À 32 ans, la soprano à la voix de velours gravit un à un les échelons d’une carrière enchantée et fait partie des grands espoirs de la scène lyrique internationale. rencontre

Elle aime s’habiller en grenat, mais préfère vivre au milieu de tons céruléens, plus apaisants. Dans sa petite maison, nichée dans le 18e arrondissement parisien, sous le halo ambré d’une reproduction du Baiser de Gustav Klimt, Axelle Fanyo explore indéfiniment les tonalités les plus justes, cherche la couleur la plus éclatante. Promise à une carrière d’exception, elle n’a de cesse de proposer une version flamboyante du chant lyrique, dans laquelle elle allie son tempérament de feu et une sensibilité à fleur de peau. Sa voix, à la fois charnue et espiègle, fougueuse et spontanée, frôle l’étrange et l’outrance. Sans jamais les attiser. Hors format et à l’image d’une jeunesse prête à tout, la pimpante soprano a tout pour brûler les planches et catapulter sa voix dans les plus hautes sphères de la scène lyrique internationale. Ce n’est pas un hasard si elle a fait ses débuts à l’opéra dans un rôle wagnérien, dirigée par le chef d’orchestre Jean-Claude Malgoire. Surtout lorsqu’il s’agit de celui d’Elisabeth, dans Tannhaüser. Car Axelle est une amoureuse totale. De la vie, des mélodies et des défis.

AM : Comment la musique est-elle venue à vous ?

Axelle Fanyo : Je suis née à Gonesse, en banlieue parisienne, dans une famille métissée, entourée de deux soeurs et d’un frère, issus de deux mariages. Mes parents ont divorcé à mes 14 ans, une blessure positive, qui m’a permis de découvrir les personnes merveilleuses qu’ils étaient réellement et de tisser de nouveaux liens. C’est à ma mère que je dois tout. À la maison, elle écoutait en boucle du jazz et les Quatre Saisons, de Vivaldi. Elle m’a inscrite à l’éveil musical à 3 ans. Cela dit, la route a été longue pour que le chant entre dans ma vie 

À quand remontent vos premières expériences lyriques ?
C’est toute une histoire. Dans un premier temps, il a fallu que j’étudie le violon. Une idée de ma mère, qui avait dû découvrir la musique classique à la radio par le biais de cet instrument. J’aurais préféré faire du saxophone, car j’ai toujours adoré le jazz. Mais il n’était pas enseigné au conservatoire de mon quartier, alors j’ai dû obtempérer. Une torture. D’autant que j’étais douée et que cela a duré des années, me hissant à un très bon niveau.

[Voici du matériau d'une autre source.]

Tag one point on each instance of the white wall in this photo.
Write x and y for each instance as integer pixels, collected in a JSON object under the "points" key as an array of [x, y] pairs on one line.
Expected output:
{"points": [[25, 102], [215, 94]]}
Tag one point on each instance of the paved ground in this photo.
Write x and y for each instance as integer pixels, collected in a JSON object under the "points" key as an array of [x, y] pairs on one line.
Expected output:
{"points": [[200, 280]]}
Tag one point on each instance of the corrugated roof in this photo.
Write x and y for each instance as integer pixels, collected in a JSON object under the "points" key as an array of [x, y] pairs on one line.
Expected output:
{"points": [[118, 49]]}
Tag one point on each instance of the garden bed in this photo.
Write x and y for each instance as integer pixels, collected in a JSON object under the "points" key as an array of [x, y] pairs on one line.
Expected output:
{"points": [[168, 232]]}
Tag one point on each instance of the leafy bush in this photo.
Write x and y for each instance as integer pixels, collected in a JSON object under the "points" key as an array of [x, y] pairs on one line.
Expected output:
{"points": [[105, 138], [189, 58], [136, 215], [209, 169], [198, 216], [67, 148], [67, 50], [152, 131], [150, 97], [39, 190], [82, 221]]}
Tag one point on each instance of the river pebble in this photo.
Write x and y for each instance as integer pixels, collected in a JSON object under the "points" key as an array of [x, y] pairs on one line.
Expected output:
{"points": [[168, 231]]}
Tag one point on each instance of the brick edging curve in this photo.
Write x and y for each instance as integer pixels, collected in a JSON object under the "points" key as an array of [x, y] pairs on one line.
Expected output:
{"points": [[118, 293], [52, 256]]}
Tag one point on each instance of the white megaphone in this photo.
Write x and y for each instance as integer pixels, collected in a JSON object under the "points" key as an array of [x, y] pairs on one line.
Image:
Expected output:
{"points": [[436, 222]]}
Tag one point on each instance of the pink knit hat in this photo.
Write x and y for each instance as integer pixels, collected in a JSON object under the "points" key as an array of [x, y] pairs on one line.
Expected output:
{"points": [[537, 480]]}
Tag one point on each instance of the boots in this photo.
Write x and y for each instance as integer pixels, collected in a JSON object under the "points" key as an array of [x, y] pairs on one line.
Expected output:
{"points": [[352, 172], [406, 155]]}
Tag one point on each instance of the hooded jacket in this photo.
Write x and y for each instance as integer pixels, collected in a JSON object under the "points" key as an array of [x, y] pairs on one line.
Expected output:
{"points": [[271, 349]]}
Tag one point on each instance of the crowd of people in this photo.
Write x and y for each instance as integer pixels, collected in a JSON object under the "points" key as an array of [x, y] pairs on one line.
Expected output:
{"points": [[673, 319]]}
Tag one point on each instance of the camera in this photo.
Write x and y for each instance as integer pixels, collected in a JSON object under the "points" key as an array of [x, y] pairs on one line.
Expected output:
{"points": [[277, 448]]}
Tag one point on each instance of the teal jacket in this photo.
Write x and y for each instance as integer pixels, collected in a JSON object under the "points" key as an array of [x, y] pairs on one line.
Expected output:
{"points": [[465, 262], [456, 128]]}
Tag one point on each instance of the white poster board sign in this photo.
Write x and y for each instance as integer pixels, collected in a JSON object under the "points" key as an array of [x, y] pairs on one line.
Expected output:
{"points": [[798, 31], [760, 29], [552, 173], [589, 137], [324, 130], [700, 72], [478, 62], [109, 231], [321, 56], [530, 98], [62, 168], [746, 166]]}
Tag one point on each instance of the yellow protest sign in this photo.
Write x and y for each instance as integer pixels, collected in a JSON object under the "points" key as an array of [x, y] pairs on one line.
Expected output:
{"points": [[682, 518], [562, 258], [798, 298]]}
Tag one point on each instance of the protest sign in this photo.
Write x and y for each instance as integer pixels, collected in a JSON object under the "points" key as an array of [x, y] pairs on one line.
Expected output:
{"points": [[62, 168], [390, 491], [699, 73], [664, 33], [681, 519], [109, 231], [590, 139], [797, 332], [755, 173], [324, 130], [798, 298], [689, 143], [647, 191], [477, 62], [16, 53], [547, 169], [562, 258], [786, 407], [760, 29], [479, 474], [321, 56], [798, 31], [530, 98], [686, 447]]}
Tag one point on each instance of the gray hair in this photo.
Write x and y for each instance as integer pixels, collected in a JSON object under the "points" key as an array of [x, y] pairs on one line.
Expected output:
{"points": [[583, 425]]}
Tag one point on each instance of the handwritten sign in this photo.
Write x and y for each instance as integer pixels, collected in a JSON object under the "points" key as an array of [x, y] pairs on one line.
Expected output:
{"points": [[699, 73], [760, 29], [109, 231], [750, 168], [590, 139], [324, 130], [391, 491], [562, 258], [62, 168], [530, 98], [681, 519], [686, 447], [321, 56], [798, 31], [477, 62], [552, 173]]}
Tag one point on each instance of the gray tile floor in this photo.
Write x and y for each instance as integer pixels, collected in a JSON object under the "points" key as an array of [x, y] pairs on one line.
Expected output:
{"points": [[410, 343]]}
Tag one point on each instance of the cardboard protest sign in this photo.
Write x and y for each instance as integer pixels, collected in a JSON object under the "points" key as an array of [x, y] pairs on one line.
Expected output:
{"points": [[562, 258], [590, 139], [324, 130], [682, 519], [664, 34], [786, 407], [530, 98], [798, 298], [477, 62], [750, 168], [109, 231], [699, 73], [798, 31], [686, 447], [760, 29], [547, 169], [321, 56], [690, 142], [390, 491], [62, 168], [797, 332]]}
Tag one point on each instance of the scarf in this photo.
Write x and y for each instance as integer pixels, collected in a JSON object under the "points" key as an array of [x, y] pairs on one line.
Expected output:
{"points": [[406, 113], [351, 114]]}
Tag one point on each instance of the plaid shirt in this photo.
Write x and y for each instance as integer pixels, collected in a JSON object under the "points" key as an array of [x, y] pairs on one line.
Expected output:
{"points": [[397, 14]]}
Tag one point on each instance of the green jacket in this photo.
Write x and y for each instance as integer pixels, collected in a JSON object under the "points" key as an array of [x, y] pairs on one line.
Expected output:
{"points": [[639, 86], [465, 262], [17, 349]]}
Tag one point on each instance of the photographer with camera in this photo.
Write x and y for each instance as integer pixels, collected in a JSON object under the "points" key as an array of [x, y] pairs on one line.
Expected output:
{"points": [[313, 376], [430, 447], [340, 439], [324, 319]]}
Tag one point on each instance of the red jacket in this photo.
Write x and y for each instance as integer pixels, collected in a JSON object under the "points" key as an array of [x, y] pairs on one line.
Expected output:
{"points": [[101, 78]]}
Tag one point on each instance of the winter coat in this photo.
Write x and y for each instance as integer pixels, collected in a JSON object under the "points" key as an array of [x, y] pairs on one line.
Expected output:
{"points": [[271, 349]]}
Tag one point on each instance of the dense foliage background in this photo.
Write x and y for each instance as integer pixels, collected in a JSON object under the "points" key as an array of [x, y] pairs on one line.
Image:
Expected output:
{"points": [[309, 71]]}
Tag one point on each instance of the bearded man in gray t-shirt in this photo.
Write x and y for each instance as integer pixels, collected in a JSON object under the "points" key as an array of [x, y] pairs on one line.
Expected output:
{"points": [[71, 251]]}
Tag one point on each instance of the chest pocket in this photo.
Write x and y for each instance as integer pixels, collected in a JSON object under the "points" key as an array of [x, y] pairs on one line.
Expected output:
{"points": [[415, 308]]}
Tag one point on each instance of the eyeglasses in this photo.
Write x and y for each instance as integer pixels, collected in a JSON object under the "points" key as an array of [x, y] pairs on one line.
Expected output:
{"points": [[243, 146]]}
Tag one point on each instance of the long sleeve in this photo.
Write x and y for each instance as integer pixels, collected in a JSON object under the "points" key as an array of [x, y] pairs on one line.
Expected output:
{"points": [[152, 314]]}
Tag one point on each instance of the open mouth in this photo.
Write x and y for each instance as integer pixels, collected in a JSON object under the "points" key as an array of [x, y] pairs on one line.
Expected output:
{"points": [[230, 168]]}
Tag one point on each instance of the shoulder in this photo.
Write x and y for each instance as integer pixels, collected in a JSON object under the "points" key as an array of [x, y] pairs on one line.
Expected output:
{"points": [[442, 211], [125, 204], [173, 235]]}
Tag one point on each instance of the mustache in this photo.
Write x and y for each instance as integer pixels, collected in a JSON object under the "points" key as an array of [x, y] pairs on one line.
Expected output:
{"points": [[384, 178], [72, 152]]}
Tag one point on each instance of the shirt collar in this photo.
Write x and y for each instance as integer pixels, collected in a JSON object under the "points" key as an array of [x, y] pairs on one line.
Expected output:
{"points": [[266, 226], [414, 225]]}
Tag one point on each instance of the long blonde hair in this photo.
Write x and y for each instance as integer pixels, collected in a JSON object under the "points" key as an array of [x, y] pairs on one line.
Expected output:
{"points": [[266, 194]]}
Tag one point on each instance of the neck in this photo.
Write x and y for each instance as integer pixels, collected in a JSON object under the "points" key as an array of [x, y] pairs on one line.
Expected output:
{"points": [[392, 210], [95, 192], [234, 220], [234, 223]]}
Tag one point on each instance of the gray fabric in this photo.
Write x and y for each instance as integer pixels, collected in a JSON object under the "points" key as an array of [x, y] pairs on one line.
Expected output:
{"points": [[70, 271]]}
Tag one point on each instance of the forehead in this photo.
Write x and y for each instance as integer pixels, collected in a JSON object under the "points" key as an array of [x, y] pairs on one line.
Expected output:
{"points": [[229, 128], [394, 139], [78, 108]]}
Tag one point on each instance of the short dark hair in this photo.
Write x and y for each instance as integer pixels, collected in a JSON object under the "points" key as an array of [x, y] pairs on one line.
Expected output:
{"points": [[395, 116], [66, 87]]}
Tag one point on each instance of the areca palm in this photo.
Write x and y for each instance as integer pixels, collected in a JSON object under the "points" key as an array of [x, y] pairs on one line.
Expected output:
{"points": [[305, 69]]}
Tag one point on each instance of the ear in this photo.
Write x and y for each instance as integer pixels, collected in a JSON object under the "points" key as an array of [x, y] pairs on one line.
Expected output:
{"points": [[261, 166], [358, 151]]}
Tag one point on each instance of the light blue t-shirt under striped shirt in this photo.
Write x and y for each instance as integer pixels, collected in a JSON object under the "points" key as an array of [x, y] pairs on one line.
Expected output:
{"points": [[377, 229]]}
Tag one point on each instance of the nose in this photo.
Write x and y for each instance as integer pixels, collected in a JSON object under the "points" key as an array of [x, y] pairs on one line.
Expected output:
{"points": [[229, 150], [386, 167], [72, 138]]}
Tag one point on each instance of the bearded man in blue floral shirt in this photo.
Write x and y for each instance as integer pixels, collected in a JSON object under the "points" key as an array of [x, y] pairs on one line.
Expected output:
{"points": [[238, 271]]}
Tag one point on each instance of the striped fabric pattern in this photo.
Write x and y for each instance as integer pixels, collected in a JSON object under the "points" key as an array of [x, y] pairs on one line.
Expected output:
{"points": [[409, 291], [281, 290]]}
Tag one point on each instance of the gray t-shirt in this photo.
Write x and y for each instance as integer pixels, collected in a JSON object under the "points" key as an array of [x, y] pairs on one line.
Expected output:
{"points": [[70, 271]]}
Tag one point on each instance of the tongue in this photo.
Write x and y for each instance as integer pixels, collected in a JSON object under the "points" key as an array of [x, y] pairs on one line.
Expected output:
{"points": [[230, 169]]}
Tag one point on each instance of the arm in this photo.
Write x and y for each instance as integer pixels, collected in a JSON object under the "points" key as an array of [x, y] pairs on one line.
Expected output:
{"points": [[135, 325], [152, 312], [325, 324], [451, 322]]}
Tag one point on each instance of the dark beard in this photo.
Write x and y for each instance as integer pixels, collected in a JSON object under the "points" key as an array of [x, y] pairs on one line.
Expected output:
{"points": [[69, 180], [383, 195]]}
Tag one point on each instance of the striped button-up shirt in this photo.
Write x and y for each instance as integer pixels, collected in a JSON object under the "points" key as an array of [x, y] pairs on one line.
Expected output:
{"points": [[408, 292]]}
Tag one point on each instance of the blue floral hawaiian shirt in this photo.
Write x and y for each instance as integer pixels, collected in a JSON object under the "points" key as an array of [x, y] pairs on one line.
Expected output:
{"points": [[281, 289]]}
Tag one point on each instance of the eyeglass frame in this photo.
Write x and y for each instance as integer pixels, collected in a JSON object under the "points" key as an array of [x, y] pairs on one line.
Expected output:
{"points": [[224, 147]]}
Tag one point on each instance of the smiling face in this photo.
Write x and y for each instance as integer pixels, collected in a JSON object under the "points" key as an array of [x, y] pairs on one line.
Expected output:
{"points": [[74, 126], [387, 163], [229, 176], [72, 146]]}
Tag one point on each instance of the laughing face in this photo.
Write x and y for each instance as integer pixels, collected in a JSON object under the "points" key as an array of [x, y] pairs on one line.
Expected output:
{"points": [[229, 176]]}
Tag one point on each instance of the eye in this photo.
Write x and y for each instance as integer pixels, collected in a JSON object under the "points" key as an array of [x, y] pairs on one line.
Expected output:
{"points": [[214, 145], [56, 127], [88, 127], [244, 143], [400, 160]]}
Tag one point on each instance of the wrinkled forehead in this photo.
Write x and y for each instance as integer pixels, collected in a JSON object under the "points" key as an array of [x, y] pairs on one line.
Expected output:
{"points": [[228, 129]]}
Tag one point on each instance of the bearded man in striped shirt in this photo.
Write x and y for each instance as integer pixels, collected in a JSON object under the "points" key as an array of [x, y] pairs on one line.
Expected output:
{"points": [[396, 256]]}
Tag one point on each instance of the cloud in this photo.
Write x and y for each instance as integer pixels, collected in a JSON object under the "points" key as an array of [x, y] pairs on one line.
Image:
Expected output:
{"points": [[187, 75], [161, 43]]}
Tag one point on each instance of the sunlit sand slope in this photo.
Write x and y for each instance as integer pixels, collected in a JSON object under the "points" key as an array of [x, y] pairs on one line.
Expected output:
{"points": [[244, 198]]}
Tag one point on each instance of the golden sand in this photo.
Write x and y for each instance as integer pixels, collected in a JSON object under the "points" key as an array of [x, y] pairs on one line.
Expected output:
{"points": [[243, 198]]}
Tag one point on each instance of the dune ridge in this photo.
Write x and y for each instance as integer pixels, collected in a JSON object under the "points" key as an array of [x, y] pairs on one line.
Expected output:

Pendant tout ce temps, où était votre voix ?

Petite, je m’exprimais toujours en chantant. Avec mes jouets, mes Barbie. Mais je n’avais pas envisagé que la voix était un instrument. Jusqu’à ce que mon professeur de solfège me dise que j’avais un joli timbre et que je devrais prendre des cours. Mais le violon occupait une place si grande, et j’étais si obéissante que cela ne pouvait se faire. Si je suis venue à l’art lyrique, c’est grâce à Jessye Norman, découverte dans une vidéo. Elle y chantait La Marseillaise, dans un long drapeau bleu, blanc rouge, en 1989 – l’année de ma naissance ! –, lors du défilé du bicentenaire de la Révolution française. Je n’avais jamais vu de femme noire interpréter ce genre d’air. Je pensais que cet art était réservé à une élite blanche. Ça a été un choc. Et une révélation. J’avais 15 ans.

La diva : Axelle Fanyo
AMANDA ROUGIER

Ce déclic a-t-il tout chamboulé ?

Pas tout de suite, car le sacrifice que représentait le violon – tant d’heures de travail et de dépenses – m’obligeait à me raisonner. Avec mon éducation afro-africaine, il n’était pas question de faire ce que je voulais. Je devais respecter le choix de mes parents. Mais quelque chose s’est amorcé : je savais que dorénavant je voulais chanter. Je n’ai franchi la porte d’un cours de chant qu’à 21 ans. Entre-temps, j’ai écouté toutes les interprètes afro-américaines, toutes les chanteuses noires. Pour moi, c’était clair, si elles l’avaient fait, je pouvais le faire.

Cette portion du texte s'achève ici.